Ben Dark began his latest drive in his 1976 Sandman ute in Scone in the Upper Hunter Valley of New South Wales. Scone is said to rival Kentucky as a thoroughbred horse breeding area with more than 60 studs producing millions of dollars worth of foals every year. It has a state-of-the-art racecourse, a college specialising in equine studies and an Equine Research Centre.
The vibrant rural community was settled by Europeans in the 1840s and is a major cattle, pig, goat, poultry and grain producer. Vineyards are also making their presence felt.
'Belltrees' has been the White family home since 1831 and is one of Australia's most famous rural properties. The 10,000 hectare historic farm breeds thoroughbreds, including some of Australia's most famous polo ponies, and Black Angus cattle.
Guests at 'Belltrees" enjoy rugged colonial elegance in a range of accommodation. You may be guests of Peter and Serena White at the Country House B&B or stay in one of the cottages.
Mountain Retreat overlooks the property from the side of Mt Woolooma. The Country Guest House has two double bedrooms with ensuite. The White Cottage has two double bedrooms with ensuite and mountain views of the Hunter. It is self-sufficient, or can be catered. Munro Cottage accommodates up to eight. It has two double and two twin bedrooms with shared bathroom. Finch Cottage has two double bedrooms, one twin and shared bathroom. Mountain Retreat, with two double bedrooms, is fully catered.
Vinery Stud was established in around 1840 and is Scone's oldest. Millions of dollars have been spent on the 930-hectare property. Its stallions represent a mix of the best sire lines in the world and offer brood mare owners a great variety of opportunity. Horse racing enthusiasts would be very familiar with the names of many of the successful horses from Vinery.
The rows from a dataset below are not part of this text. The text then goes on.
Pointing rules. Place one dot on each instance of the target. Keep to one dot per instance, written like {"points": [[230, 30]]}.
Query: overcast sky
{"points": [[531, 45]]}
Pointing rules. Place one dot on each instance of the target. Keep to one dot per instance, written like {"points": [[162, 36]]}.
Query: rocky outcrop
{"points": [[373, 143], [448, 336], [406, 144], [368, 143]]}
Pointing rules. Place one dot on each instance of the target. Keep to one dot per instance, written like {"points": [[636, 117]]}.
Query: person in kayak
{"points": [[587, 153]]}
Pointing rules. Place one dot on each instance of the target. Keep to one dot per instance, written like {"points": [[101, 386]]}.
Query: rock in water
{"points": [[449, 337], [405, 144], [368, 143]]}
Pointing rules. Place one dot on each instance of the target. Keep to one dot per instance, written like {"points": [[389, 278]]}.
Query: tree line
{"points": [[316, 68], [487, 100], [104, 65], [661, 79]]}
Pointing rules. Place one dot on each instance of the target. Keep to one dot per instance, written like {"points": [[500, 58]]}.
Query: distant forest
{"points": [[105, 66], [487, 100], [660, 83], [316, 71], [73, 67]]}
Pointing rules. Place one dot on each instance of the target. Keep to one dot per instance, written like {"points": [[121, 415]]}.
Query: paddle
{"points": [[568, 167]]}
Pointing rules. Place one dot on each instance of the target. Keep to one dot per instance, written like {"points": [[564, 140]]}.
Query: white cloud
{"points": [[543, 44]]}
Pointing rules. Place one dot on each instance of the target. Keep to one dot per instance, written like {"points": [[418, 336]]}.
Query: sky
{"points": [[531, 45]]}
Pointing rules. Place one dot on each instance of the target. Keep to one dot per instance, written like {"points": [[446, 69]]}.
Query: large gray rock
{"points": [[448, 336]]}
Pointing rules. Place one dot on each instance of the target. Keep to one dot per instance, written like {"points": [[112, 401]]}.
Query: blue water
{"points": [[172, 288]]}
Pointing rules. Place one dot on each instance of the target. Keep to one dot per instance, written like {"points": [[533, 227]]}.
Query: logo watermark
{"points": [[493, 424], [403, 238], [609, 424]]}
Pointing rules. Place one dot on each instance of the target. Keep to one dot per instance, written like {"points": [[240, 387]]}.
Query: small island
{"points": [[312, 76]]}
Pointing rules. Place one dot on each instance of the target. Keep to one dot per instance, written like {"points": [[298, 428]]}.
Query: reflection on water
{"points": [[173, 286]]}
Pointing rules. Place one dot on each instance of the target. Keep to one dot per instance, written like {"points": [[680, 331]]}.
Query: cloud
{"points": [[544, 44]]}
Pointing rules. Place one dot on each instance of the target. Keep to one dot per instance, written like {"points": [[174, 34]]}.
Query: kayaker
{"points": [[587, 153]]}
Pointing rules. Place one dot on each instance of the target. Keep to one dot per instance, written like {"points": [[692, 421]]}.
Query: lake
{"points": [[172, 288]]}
It is an interesting place to visit and it is included on Upper Hunter Tours' itinerary. In fact, thoroughbred stud tours are a specialty of owner Craig Benjamin. His tours also include vineyards, wineries, local cheese makers, honey, tea and coffee producers.
Fifty kilometres east of Scone is Moonan Flat. The little village is ringed by the Mount Royal Range and was founded in the 1870s to serve the Denison gold diggings. Moonan Flat has federation homes, a beautiful suspension bridge and a fast moving river, which sometimes floods, cutting the town off. Snow falls occasionally, but the legendary Victoria Hotel better known as the Moonan Pub is always warm and welcoming with its open fire. Built in 1890, it is said bushranger Captain Thunderbolt was a frequent visitor. An old tin bunkhouse built in 1868 still stands behind an old pine tree.
That was the last stop before heading over the Tops, the highest point of the trip, higher than Jindabyne in the Snowy Mountains, and part of the 1879 Gloucester Gold Field. Enormous quantities of the precious metal were yielded for 70 years but all there is today is Mountain Maid Gold Mine, which operates as a tourist attraction.
Most of the Barrington Tops Plateau will always be forest, protected as State Forest and National Park. It is a dramatic area with steep slopes plunging from the plateau. It harbours pristine regions designated Wildness Areas and listed under World Heritage legislation.
The lowland gullies are rich in sub-tropical rainforest and the high plains have glorious snowgums. There are regrowth stands of tall eucalypts and pure, undisturbed ancient Antarctic beech forests, so tough that attempts to log them in the 1950s were abandoned.
There are tracks for mountain-bikers, horse riders and four-wheel drives vehicles and crystal-clear streams with glistening waterfalls near camping sites. Native grape, yam, crab-apple, matrush and tamarind, which were the mainstay of the Aboriginal diet, are still growing there.
The last leg was to Gloucester, which was established in 1855, some 25 years after settlement. The climate proved unsuitable for attempts at sheep raising but good for cattle and dairy farming which today are major industries, along with timber, mixed farming and tourism.
It is a quiet rural town on the edge of a range of monolith hills called The Bucketts. To the town's north, the Gloucester, Avon and Barrington Rivers converge, and the 2600 locals indulge in plenty of water activities.
Roundabout Inn is in the main street and is a welcome stop for travellers. It offers comfortable accommodation and hearty bistro meals.